O diagnóstico desta perturbação ocorre por norma dos 3 a 7 anos, no entanto,
muitos casos não são reportados, o que dificulta uma intervenção precoce. Assim,
muitos casos não são devidamente tratados levando a diversas consequências a nível
funcional e psíquico, de entre as quais, dificuldades na interacção social e elevados
níveis de angústia e sofrimento.
Deste modo, na tentativa de reduzir o impacto desta perturbação na vida da
criança e melhorar o seu funcionamento a diversos níveis, é importante intervir
adequadamente. Para tal, o mais importante é usar o silêncio como uma ferramenta
terapêutica e não como um impedimento à terapia.

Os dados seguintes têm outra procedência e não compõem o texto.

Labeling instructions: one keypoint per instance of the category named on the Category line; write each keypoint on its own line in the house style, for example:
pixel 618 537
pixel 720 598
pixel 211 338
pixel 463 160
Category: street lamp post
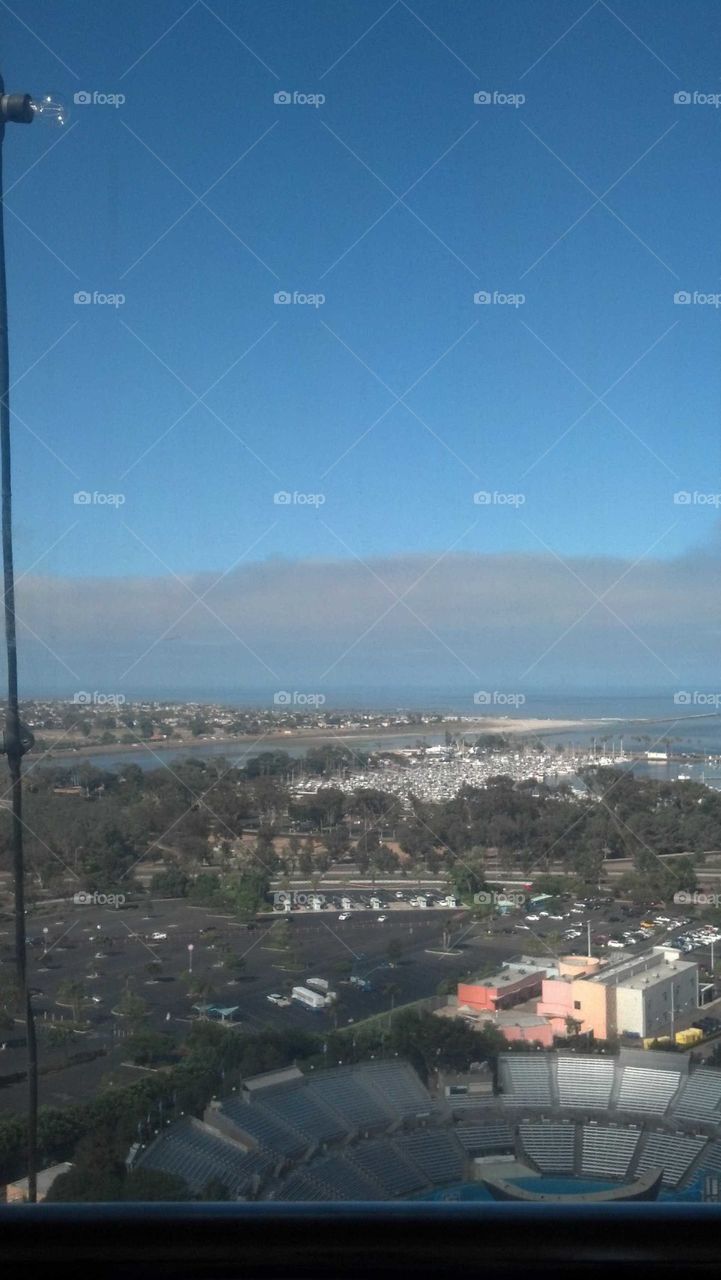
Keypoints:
pixel 17 109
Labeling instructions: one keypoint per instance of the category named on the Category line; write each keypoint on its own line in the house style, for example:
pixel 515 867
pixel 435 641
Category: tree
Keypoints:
pixel 72 992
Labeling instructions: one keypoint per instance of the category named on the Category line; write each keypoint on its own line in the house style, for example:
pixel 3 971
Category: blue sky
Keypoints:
pixel 398 397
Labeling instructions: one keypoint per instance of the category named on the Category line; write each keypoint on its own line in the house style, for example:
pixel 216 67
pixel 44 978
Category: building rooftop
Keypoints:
pixel 638 972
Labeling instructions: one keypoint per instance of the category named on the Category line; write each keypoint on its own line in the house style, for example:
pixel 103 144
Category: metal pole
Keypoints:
pixel 13 745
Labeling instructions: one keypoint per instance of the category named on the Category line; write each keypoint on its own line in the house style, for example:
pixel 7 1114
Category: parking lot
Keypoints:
pixel 109 950
pixel 106 950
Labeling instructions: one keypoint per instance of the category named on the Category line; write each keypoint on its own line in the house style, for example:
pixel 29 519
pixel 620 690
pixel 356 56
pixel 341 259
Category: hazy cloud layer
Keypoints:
pixel 457 620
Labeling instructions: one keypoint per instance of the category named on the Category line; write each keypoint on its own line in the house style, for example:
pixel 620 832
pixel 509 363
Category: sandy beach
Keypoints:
pixel 319 737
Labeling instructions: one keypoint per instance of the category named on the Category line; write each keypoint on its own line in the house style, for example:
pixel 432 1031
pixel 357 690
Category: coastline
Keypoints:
pixel 320 737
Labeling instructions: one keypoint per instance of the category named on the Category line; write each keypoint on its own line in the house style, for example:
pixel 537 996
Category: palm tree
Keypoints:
pixel 391 990
pixel 72 992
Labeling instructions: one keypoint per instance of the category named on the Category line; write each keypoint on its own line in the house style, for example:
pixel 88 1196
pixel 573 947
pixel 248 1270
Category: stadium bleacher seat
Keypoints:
pixel 674 1152
pixel 701 1097
pixel 607 1150
pixel 647 1089
pixel 528 1078
pixel 550 1144
pixel 585 1082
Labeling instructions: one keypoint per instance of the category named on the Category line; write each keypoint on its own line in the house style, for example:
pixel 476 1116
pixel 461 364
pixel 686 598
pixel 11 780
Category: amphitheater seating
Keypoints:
pixel 345 1092
pixel 674 1152
pixel 528 1079
pixel 479 1139
pixel 302 1111
pixel 397 1087
pixel 711 1157
pixel 382 1162
pixel 197 1153
pixel 270 1134
pixel 585 1082
pixel 551 1144
pixel 348 1182
pixel 607 1150
pixel 475 1104
pixel 647 1089
pixel 436 1152
pixel 301 1185
pixel 701 1097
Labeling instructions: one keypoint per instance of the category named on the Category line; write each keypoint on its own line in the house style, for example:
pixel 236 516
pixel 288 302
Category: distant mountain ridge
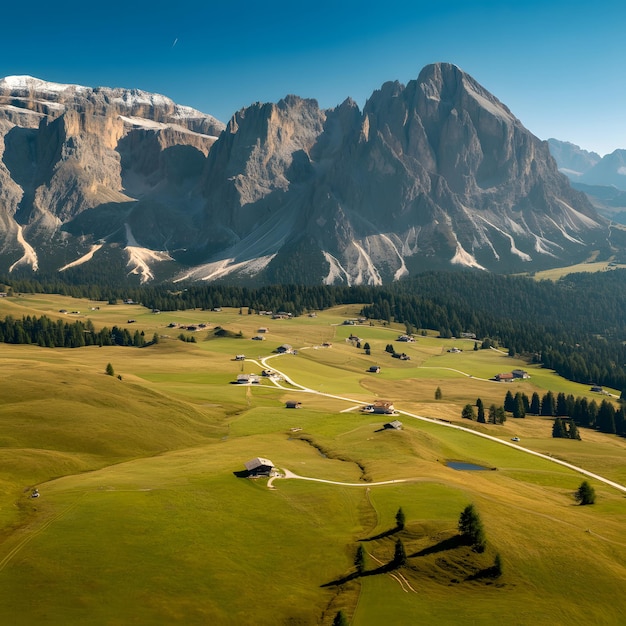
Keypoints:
pixel 435 174
pixel 602 179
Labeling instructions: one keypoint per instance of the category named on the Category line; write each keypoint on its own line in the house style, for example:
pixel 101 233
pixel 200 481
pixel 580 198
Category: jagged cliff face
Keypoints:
pixel 81 168
pixel 437 173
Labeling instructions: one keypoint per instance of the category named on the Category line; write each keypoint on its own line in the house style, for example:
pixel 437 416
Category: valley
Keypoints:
pixel 143 515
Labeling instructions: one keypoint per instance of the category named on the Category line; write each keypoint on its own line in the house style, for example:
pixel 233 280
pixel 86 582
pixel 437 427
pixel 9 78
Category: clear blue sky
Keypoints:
pixel 559 66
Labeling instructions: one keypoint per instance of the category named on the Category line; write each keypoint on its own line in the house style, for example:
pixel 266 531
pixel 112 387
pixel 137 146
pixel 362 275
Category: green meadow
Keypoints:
pixel 145 517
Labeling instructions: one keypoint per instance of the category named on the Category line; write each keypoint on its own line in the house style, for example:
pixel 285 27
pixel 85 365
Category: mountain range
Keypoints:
pixel 602 179
pixel 434 174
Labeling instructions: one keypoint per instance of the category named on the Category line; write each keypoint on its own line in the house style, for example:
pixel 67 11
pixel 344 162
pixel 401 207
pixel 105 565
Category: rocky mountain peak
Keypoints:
pixel 435 174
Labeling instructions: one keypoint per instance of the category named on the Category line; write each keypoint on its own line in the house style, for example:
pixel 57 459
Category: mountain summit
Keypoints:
pixel 434 174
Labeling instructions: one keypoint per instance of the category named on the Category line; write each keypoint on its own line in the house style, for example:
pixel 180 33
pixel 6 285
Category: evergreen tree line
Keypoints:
pixel 575 326
pixel 47 333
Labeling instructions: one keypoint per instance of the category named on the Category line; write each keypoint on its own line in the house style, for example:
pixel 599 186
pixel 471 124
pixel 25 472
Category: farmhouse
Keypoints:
pixel 383 407
pixel 259 467
pixel 405 338
pixel 504 377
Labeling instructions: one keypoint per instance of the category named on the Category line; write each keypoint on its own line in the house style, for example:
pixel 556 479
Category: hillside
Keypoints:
pixel 176 524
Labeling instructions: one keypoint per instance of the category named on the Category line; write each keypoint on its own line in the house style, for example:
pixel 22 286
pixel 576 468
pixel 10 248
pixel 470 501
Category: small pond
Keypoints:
pixel 464 466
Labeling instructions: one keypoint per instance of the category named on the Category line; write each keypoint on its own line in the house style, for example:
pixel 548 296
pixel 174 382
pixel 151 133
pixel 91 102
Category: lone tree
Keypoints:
pixel 400 519
pixel 497 566
pixel 468 412
pixel 399 554
pixel 471 528
pixel 585 494
pixel 359 559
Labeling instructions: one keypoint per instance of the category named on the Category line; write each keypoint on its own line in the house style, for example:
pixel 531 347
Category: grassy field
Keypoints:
pixel 143 519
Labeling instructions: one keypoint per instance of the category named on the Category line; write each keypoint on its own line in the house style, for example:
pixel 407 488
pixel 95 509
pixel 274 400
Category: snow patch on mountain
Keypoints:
pixel 487 104
pixel 402 270
pixel 219 269
pixel 336 271
pixel 140 259
pixel 463 257
pixel 364 268
pixel 83 259
pixel 514 249
pixel 31 83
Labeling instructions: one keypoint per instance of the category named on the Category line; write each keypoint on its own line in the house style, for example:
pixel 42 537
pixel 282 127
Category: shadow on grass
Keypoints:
pixel 447 544
pixel 386 533
pixel 383 569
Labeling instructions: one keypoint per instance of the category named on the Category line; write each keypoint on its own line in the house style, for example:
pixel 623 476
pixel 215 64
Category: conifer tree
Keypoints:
pixel 471 528
pixel 400 519
pixel 509 402
pixel 585 494
pixel 518 406
pixel 359 559
pixel 468 412
pixel 535 404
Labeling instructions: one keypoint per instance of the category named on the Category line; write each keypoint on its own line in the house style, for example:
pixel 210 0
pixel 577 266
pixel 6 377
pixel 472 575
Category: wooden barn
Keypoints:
pixel 259 467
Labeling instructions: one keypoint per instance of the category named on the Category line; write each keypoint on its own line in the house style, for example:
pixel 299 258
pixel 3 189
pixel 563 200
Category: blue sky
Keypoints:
pixel 559 66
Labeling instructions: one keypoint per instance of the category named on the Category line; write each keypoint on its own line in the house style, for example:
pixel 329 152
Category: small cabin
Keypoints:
pixel 504 377
pixel 383 407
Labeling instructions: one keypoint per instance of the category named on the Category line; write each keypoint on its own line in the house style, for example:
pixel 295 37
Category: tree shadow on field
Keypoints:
pixel 486 572
pixel 383 569
pixel 447 544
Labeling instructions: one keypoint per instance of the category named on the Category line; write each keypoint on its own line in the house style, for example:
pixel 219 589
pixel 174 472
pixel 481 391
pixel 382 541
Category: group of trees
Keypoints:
pixel 577 410
pixel 47 333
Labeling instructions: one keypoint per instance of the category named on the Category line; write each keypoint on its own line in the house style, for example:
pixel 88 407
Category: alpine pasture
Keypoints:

A psicanálise e a Ludoterapia, utilizando métodos distintos, objectivam a
compreensão dos conflitos internos que estão inerentes ao Mutismo Por um lado, a
psicanálise foca a expressão livre desses conflitos tendo por base uma escuta atenta e
preservando sempre o self da criança. Por outro lado, a Ludoterapia recorre à
brincadeira e ao jogo como modo de expressão, permitindo que a criança espelhe no ato
de brincar situações do seu quotidiano e que podem estar na base do comportamento do
Mutismo.
As terapias psicodinâmicas apresentam-se assim como bastante eficazes na gestão
do silêncio característico do Mutismo Seletivo, focando-se sobretudo no significado que
está por detrás do mesmo e não apenas em extinguir esse silêncio.